-
Type: Bug
-
Resolution: Done
-
Priority: Major - P3
-
Affects Version/s: 2.4.9, 2.5.1, 2.5.5
-
Component/s: Sharding
-
Fully Compatible
-
ALL
ISSUE SUMMARY
A bug in the sharding logic for hashed shard keys causes issues when sharding a collection on a hashed shard key and specifying the numInitialChunks option.

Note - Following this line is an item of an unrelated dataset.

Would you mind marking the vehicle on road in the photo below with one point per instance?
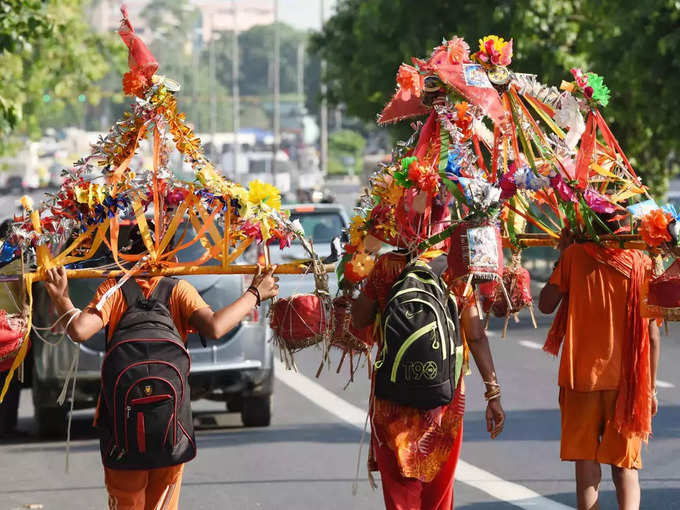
(236, 369)
(322, 223)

Some chunks cannot be moved with the moveChunk command immediately after the collection was created.
USER IMPACT
This issue can lead to imbalanced data and issues during balancing in a sharded collection with a hashed shard key.
SOLUTION
Chunk splits now set the correct lower bound in the cached metadata within the shard.
WORKAROUNDS
A restart of mongod on the primary nodes between the shardCollection and moveChunk commands clears out the chunk manager cache and resolves the issue.
AFFECTED VERSIONS
Versions 2.4.0 to 2.4.9 are affected by this bug.
PATCHES
The fix is included in the 2.4.10 production release and the 2.6.0-rc0 release candidate, which will evolve into the 2.6.0 production release.
Original Description
When sharding a collection with a hashed shard key, and specifying numInitialChunks, some of these initial chunks are unable to be moved immediately afterwards.
jstests are attached.
In 2.4.9, the characterisation is:
- Only chunks on the last shard are affected.

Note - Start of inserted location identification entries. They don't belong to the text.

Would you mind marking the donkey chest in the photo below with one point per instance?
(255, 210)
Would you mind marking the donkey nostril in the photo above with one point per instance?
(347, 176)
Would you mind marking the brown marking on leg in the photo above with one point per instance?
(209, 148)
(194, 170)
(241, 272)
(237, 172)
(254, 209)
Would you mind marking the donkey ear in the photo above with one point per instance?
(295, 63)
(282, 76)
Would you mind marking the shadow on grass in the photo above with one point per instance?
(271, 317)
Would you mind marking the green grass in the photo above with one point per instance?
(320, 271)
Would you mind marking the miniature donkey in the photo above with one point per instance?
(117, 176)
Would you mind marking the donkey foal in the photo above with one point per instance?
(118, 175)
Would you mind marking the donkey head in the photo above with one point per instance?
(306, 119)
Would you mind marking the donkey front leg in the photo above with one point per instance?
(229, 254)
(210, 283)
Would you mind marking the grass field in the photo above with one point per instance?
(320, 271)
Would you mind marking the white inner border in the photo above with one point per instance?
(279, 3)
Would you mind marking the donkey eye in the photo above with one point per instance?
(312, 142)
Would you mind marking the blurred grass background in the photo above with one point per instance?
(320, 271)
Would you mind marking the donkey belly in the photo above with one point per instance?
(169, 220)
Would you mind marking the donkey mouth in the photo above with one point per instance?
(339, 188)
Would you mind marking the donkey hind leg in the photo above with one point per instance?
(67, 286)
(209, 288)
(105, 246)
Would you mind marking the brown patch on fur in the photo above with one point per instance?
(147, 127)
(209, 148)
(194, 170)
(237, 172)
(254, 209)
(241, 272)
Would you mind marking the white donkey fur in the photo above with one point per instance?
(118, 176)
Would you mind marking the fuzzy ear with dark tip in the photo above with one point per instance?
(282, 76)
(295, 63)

- All but the final chunk are affected.
- Before a successful chunk move, attempting to move problem chunks gives errors such as:
{ "cause" : { "errmsg" : "exception: ranges differ, requested: { x: 0 } -> { x: 1152921504606846974 } existing: { x: 0 } -> { x: 8070450532247928818 }", "code" : 13587, "ok" : 0 }, "ok" : 0, "errmsg" : "move failed" } { "cause" : { "errmsg" : "exception: ranges differ, requested: { x: 1152921504606846974 } -> { x: 2305843009213693948 } existing: { x: 1152921504606846974 } -> { x: MaxKey }", "code" : 13587, "ok" : 0 }, "ok" : 0, "errmsg" : "move failed" } { "cause" : { "errmsg" : "exception: ranges differ, requested: { x: 2305843009213693948 } -> { x: 3458764513820540922 } existing: { x: 2305843009213693948 } -> { x: MaxKey }", "code" : 13587, "ok" : 0 }, "ok" : 0, "errmsg" : "move failed" } ...
- After a successful chunk move, attempting to move a problem chunk gives a different error:
{ "ok" : 0, "errmsg" : "no chunk found with those upper and lower bounds" }
In 2.5.1+, the characterisation is:
- All shards are affected.
- All chunks are affected.
- Attempting to move a chunk gives errors such as:
{ "cause" : { "errmsg" : "exception: cannot remove chunk [{ x: 0 }, { x: 1152921504606846974 }), this shard does not contain the chunk and it overlaps [{ x: 0 }, { x: 8070450532247928818 })", "code" : 16855, "ok" : 0 }, "ok" : 0, "errmsg" : "move failed" } { "cause" : { "errmsg" : "exception: cannot remove chunk [{ x: 1152921504606846974 }, { x: 2305843009213693948 }), this shard does not contain the chunk and it overlaps [{ x: 0 }, { x: 8070450532247928818 }), [{ x: 1152921504606846974 }, { x: MaxKey })", "code" : 16855, "ok" : 0 }, "ok" : 0, "errmsg" : "move failed" } { "cause" : { "errmsg" : "exception: cannot remove chunk [{ x: 2305843009213693948 }, { x: 3458764513820540922 }), this shard does not contain the chunk and it overlaps [{ x: 1152921504606846974 }, { x: MaxKey }), [{ x: 2305843009213693948 }, { x: MaxKey })", "code" : 16855, "ok" : 0 }, "ok" : 0, "errmsg" : "move failed" } ...
The chunks look fine in config.chunks. Restarting the affected shard server between shardCollection and moveChunk allows the chunks to be moved sucessfully, so this is likely to be a bug in ChunkManager that causes it to get confused about chunk bounds. Specifically, it looks like the upper bound is not being set properly.